June 25, 2025, 10:25 am


Diplomatic Correspondent

Published:
2025-06-25 02:33:30 BdST

Economic crisis to deepen in Bangladesh next year: WB


Bangladesh’s overall economy has yet to return to stability even in the final phase of the ongoing 2024–25 fiscal year, according to the latest reports by the World Bank.

Rather than improving, the economic crisis has deepened — resulting in a revenue shortfall exceeding Tk1 lakh crore. Simultaneously, the government has borrowed more from the banking sector than its initial target to manage the crisis.

The burden of foreign loans has also increased, adding further pressure on the economy as repayment obligations grow. Although the decline in foreign exchange reserves has been somewhat controlled, this was mainly due to a significant drop in capital machinery imports.

This slowdown has affected both domestic and foreign investments, which in turn is impacting employment. As a result, the World Bank forecasts that GDP growth may fall below 3.5% by the end of the current fiscal year. The crisis is also expected to worsen in the upcoming 2025–26 fiscal year, it warned.

These projections were found in the World Bank’s latest World Economic Outlook and several other related reports. The ongoing Iran-Israel conflict also poses a potential threat to the economy. If Iran blocks the Strait of Hormuz, Bangladesh’s economy could face a serious negative impact.

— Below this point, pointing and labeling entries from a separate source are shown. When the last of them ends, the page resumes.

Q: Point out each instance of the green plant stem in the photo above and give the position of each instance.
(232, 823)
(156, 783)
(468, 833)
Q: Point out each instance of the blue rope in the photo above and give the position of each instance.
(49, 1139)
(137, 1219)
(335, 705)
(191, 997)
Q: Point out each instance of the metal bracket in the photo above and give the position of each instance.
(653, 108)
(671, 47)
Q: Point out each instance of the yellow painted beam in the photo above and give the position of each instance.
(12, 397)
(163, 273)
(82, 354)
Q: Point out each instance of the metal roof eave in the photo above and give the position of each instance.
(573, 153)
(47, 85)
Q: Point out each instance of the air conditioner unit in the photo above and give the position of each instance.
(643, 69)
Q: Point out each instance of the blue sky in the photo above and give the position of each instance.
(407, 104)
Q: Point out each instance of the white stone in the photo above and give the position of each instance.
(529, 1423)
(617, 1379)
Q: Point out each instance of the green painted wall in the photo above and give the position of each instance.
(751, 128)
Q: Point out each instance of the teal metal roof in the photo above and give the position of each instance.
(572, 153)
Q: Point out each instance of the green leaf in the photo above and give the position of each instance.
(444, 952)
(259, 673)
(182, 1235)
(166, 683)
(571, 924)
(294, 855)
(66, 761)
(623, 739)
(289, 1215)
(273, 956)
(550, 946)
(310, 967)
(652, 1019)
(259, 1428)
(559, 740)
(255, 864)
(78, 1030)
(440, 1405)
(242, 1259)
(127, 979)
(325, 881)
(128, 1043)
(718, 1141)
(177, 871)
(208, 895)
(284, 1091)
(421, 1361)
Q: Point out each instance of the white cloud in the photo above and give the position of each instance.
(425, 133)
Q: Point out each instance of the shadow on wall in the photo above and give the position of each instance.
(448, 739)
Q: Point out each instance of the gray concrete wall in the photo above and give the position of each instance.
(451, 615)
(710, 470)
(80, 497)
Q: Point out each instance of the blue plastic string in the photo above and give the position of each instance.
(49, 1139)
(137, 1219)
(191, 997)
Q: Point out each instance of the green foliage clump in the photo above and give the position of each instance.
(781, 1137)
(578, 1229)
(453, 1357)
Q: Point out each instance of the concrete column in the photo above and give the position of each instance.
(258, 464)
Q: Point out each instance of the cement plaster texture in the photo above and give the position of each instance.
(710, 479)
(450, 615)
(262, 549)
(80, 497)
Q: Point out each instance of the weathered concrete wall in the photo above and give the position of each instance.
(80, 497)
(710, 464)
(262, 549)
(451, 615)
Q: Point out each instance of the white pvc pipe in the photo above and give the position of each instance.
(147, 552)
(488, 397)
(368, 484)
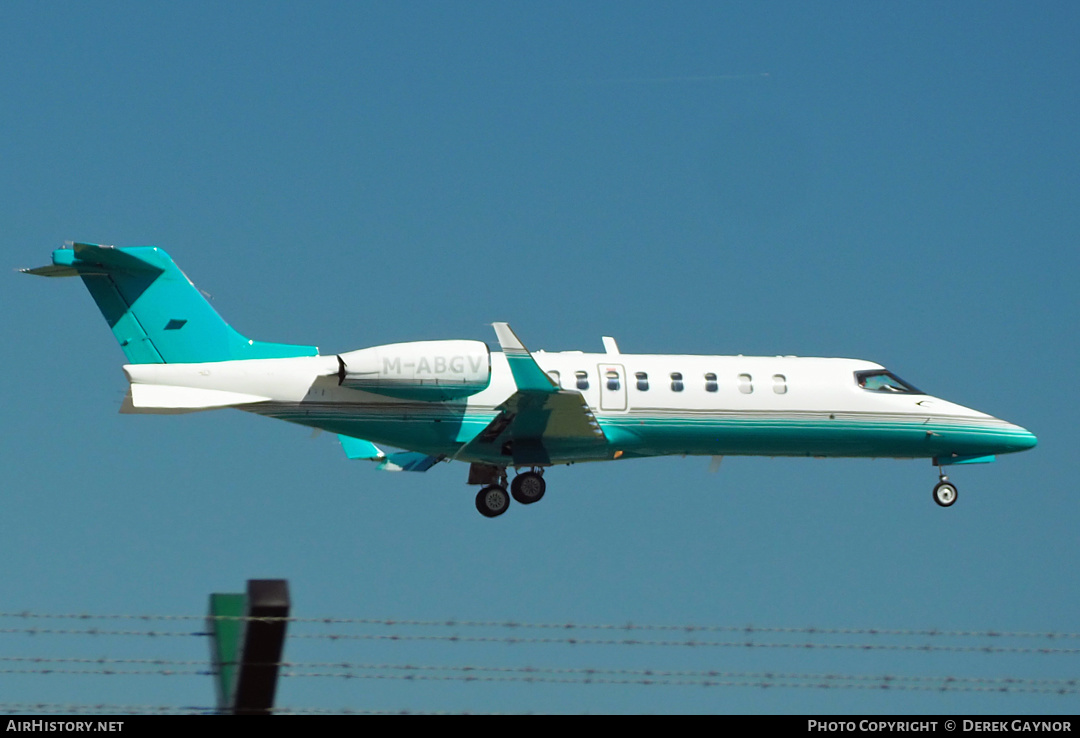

Like the World Bank, the interim government has identified several major challenges for the next fiscal year, prioritising them in the proposed 2025–26 budget. These include sluggish economic activity, political uncertainty, controlling inflation, ensuring food and energy security, developing skilled manpower and employment, expanding the social safety net, boosting revenue collection, improving the business and investment climate, preparing for graduation from LDC status, and enhancing industrial production capacity.

The government is preparing to begin FY2025–26 amid these multiple challenges, with fears that the economic strain may worsen further. Ongoing recessionary trends have already affected revenue collection, making budget implementation increasingly difficult.

To tackle the crisis, the World Bank has made several key recommendations for Bangladesh. These include major reforms to increase revenue collection, diversifying export products, improving the efficiency and targeting of social safety net programmes, increasing investment in infrastructure, and generating employment. The World Bank believes that quick and effective implementation of these measures could help the economy recover.

Some of these priorities have already been addressed in the new budget. Among them, revenue reform and increasing tax collection have received special emphasis. The government has also proposed an additional allocation of Tk10,000 crore for the social safety sector.

However, no effective steps have yet been taken to significantly boost investment and employment, the World Bank noted. According to the global lender, Bangladesh’s crisis stems from a combination of internal and global factors — including high inflation, declining foreign trade, rising import costs, and mounting debt repayment obligations.

Although the country is moving forward in the face of these challenges, their impact on public life remains unresolved. The government must therefore expand economic activities and create pathways for increasing revenue and employment opportunities.

Finance Division Secretary Khairuzzaman Mozumder, speaking to Bangladesh Pratidin, said inflationary pressure is already beginning to ease and is expected to drop to 6.5% by the end of June. He also expressed optimism that progress would be made in revenue sector reforms and tax collection during this time.

The World Bank also highlighted that the readymade garments (RMG) sector remains the driving force behind Bangladesh’s foreign trade. However, due to economic downturns in Europe and North America, demand from buyers has dropped significantly — leading to reduced apparel exports and shrinking income from those regions.

This has raised concerns over future complications in the sector. Moreover, Bangladesh's upcoming graduation from the list of Least Developed Countries (LDCs) will further challenge its export competitiveness. The World Bank advised that preparations to tackle these upcoming challenges must begin immediately.